Матрена баяла, на ходу приводя в порядок горницу. Сундуком отставив зад, одергала половики, покряхтев, взлезла за лампадой и подлила масла, вновь ея затеплив. Оттащила заволоку с окна.
Наконец она повернулась к Феодосье.
– А ты чего бруснелая эдакая, как веником банным тебя по роже отхлестали? Чего забагрянилась-то? Уж не заболела ли?
– Безстыдие аз совершила, – вдруг торопливо промолвила Феодосья.
– Какое безстыдие? Али портища у тебя длятся? Так то не грех. Сейчас рубаху отмоем, перину отполощем…
– Нет, не крови у меня. Нет уж ничего.
– А с первыми нечистотами так и бывает. Другой раз через месяц будут. Месяц на убыли был, так жди, когда сызнова убывать будет. Значит, со дня на день нечистая и будешь.
Бормоча и размышляя о своем, Матрена тут же позабыла про слова Феодосьи и, бая скорее из удовольствия поговорить, перешла к другому вопросу – состоянию чадца Любимушки.
– Доил уж доилицу, спит сейчас. Ни пискнул ни разу! Хороший парень! Тьфу-тьфу, чтоб не оговорить! С гуся вода, с Любима – хвороба! Спаси его и сохрани, Господи. Сей час его особо оберегать надобно. Сей час, пока Любимушка не крещен, бес так и норовит подобраться. Уж мы с Василисой и не спали толком, а сразу утром – в церковь! К отцу Логгину зашли, доложились, потом в Спасо-Суморин собор поехали. Едем, да в потемках вдруг как вой да шум адский на нас обрушился! Мы так и повалились в санях! Кресты целуем, в голос молимся! А Ванька лошадь подхлестнул да нам кричит, мол, не бойтесь, хозяйки дорогие, это скоморохи поганые своим обозом из города выезжают, медведей на цепях волокут, жен венчанных и невенчанных тащат! Сей час последняя ихняя говняная повозка завернет на тракт, и мы тогда проедем. А и слава тебе, молвим мы с Василисой, Господи! Домна со двора, и говна за ней. Один грех от ихних скоморошьих позоров! Нет, все ж – таки занедужила ты, Феодосья, рожа аж пятнами!
– Не приболела аз, тетя Матрена! – отчаянно закричала Феодосья и повалилсь на одр, рыдая. – Чего ты ко мне привязалася?!
– Бысть у тебя кровям сегодня али завтра, бо, вишь какая умовредная ты нынче! Орешь на сродницу, как дьяк приказной, – обиженно сообщила Матрена и вышла из горницы, пробормотав напоследок про дрисливое гузно, на которое не упаришь сусла, что в ея, повитухиной, интерпретации означало: на всех не угодишь!

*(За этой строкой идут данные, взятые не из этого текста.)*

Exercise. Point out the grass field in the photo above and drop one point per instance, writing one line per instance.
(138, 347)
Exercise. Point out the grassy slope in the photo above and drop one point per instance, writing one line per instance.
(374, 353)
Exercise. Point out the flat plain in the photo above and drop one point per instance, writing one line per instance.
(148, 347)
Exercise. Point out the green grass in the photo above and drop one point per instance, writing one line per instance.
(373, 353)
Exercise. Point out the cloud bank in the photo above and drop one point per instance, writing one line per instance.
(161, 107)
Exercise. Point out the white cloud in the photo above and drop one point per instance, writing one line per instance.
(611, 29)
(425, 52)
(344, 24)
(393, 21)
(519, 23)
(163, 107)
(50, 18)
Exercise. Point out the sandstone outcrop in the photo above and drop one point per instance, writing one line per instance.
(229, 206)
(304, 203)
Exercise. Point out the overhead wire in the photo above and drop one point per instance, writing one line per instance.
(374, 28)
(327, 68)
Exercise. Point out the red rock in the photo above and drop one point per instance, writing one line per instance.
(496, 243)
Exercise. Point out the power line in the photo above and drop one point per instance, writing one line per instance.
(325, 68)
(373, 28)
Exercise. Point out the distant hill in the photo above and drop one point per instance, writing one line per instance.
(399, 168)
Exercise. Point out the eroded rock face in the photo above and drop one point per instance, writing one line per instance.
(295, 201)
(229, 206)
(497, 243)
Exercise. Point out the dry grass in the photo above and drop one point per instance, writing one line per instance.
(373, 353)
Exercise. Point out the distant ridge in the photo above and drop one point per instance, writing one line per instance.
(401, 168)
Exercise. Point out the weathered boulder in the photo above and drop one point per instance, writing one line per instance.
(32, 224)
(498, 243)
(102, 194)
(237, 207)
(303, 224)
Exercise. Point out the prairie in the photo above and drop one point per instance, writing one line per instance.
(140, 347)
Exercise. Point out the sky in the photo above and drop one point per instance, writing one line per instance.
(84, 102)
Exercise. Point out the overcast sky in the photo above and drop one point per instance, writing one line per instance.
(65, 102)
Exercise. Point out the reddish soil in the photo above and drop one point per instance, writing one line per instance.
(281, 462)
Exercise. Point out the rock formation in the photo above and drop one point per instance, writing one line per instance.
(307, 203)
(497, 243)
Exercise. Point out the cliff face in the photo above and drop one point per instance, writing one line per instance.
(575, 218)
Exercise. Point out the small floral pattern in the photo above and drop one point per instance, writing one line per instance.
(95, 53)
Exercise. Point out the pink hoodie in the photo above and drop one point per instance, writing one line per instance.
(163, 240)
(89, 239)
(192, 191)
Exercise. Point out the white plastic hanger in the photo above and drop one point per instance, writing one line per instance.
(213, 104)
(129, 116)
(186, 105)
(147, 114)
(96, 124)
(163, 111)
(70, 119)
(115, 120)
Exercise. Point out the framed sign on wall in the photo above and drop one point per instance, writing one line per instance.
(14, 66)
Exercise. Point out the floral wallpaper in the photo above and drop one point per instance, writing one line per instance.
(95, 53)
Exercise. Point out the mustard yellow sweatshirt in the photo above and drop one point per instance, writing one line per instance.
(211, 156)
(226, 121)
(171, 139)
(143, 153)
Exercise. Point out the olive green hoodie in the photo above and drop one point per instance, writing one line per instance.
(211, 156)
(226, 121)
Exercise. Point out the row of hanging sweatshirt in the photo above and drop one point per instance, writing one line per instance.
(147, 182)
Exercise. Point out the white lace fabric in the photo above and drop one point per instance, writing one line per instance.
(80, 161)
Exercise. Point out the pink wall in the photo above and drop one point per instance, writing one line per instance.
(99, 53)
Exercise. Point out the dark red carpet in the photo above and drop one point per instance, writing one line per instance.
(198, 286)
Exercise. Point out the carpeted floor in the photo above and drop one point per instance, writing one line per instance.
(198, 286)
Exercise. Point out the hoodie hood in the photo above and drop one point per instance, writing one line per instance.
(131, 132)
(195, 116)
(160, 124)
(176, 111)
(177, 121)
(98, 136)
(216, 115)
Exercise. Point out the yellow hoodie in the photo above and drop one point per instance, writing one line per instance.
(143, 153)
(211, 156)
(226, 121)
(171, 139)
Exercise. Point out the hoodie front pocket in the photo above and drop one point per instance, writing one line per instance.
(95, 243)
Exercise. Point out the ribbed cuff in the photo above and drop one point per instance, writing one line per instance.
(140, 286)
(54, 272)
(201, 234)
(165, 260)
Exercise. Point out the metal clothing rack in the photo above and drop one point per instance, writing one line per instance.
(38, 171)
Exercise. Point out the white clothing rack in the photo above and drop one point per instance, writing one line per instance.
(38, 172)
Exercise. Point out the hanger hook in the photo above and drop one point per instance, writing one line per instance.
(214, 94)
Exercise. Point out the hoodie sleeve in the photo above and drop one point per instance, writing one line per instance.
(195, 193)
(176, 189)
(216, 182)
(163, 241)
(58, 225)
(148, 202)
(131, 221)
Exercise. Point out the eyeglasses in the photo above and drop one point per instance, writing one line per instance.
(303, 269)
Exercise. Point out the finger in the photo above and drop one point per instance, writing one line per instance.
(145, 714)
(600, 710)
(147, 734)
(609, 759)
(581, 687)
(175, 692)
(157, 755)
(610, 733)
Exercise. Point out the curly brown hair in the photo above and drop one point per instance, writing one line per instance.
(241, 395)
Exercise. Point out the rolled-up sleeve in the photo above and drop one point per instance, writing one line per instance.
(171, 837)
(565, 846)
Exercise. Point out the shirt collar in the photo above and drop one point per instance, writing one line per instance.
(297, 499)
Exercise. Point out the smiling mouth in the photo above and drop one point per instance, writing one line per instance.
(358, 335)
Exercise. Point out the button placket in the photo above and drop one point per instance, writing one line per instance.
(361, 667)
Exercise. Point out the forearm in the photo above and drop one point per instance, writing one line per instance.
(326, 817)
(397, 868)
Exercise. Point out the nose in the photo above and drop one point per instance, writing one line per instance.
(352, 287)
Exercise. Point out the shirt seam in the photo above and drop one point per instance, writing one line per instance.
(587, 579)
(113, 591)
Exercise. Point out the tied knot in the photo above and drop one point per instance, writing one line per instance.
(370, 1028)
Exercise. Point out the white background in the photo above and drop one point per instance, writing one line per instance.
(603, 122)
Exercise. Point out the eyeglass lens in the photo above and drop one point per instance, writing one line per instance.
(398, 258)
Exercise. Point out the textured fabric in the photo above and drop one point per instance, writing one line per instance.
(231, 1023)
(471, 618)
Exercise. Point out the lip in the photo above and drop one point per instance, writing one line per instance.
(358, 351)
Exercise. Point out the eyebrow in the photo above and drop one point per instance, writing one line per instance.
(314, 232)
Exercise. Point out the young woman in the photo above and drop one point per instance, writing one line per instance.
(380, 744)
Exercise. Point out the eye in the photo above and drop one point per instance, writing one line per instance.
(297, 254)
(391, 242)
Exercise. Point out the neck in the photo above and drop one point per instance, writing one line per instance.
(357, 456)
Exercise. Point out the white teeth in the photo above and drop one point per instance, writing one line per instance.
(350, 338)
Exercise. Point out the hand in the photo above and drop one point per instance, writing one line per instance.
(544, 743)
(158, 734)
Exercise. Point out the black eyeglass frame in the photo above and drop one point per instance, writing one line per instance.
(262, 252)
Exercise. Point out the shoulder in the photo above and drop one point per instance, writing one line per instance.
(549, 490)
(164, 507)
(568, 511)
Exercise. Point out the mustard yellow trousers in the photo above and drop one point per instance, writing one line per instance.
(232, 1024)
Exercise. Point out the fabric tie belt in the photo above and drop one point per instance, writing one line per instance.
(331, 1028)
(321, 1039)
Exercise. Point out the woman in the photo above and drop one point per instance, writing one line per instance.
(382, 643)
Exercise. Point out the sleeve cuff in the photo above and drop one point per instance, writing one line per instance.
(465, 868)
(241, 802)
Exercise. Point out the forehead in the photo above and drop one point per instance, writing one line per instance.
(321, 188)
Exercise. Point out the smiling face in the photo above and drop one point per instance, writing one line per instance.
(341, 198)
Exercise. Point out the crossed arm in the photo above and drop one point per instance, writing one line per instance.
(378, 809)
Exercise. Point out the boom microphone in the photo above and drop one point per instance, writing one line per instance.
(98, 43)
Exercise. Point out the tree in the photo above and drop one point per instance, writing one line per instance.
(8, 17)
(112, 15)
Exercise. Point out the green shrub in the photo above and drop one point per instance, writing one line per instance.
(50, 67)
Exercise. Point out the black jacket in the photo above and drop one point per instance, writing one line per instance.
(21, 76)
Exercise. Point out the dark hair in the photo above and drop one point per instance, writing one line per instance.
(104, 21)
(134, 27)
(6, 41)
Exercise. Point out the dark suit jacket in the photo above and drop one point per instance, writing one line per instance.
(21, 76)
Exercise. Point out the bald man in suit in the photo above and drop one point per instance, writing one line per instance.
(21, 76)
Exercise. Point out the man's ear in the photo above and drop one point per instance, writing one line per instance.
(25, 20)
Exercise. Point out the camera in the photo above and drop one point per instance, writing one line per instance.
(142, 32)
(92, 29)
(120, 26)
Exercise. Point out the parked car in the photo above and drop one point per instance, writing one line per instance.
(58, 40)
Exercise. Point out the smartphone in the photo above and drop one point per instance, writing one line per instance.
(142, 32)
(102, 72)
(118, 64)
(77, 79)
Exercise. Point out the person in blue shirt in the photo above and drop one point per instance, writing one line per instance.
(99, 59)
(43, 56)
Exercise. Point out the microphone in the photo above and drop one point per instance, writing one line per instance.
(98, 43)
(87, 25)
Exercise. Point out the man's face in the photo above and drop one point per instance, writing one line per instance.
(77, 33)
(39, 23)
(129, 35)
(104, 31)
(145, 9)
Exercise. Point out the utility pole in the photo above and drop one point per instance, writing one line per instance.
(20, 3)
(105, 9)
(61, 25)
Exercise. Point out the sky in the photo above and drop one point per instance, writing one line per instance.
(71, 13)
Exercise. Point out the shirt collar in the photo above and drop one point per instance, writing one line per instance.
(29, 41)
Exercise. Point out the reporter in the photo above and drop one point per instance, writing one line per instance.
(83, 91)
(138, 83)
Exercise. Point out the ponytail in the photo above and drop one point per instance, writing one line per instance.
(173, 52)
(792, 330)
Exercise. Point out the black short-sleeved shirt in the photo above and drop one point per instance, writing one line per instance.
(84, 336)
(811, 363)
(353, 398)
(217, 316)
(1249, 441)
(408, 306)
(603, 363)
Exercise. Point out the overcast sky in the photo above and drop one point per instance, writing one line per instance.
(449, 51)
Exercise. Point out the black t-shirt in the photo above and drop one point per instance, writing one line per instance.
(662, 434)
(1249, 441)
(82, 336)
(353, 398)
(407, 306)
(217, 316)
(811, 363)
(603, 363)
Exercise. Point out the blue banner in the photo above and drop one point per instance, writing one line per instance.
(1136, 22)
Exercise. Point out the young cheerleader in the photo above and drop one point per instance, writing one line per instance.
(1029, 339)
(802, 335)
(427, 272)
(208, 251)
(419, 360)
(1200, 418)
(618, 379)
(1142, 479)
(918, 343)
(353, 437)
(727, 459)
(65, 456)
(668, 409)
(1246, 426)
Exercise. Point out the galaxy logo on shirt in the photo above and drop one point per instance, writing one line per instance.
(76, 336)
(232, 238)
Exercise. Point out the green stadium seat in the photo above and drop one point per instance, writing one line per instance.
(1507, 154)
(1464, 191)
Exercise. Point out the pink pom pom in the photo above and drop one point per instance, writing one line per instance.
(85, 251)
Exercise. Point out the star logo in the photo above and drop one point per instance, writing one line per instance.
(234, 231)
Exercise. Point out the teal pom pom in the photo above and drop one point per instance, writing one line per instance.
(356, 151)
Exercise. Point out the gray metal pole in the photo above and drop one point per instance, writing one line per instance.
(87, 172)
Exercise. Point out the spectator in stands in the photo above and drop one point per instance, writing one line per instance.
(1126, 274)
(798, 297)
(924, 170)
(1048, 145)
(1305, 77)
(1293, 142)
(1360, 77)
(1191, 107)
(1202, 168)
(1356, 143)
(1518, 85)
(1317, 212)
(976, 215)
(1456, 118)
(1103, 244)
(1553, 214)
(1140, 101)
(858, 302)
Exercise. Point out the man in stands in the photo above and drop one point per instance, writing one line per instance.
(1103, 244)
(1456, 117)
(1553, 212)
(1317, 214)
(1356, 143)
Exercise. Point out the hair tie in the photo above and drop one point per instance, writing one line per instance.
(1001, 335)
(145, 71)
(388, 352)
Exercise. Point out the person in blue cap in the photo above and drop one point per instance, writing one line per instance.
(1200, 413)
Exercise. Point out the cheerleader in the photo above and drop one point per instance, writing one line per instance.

Олей! О! И подумать еще толком не успела Феодосья про Божье наказание, а оно уж вершится! Одна осталась Феодосья, одна со своим грехом! Ушел, вор… Бросил ея… Переломил жизнь в одночасье…
Феодосья то выла, заткнувши рот взголовьем, от горя, что бросил ея Истома за ненадобностью, как оставляют гнить на берегу рыбу, забрав у нея икру. Когда от слез чернело в глазах и давило пестом в ушах, Феодосьино горе вдруг принимало другой вид: теперь страдала она не от подлого проступка скомороха, а от мысли, что никогда она больше с ним не увидится. И тогда Феодосья с тем же неистовым обрушением чувства принималась жалеть Истомушку, что не успел даже попрощаться со своею любушкой. Не виноват Истомушка, что пришлось уйти ему с ватагой – то Бог, углядев поутру ночные грехи, наказал Истому, погнал в лютый мороз по ледяной дороге, навстречу волчьим стаям!.. Она, Феодосья, в тепле и неге, а Истомушка за их общий грех расплачивается!.. То внезапу приходила ей счастливая мысль, что ея скоморох не покинул Тотьму, а схоронился в укромном месте и ввечеру вновь прокрадется к ней, Феодосье. Но, как только принималась она размышлять об уходе ватаги, так осой ввергалась мысль, что ночью Истома уж знал, что поутру покинет Тотьму и, стало быть, лгал он кривду про любы и нежные чувства. Ох, горе-горе!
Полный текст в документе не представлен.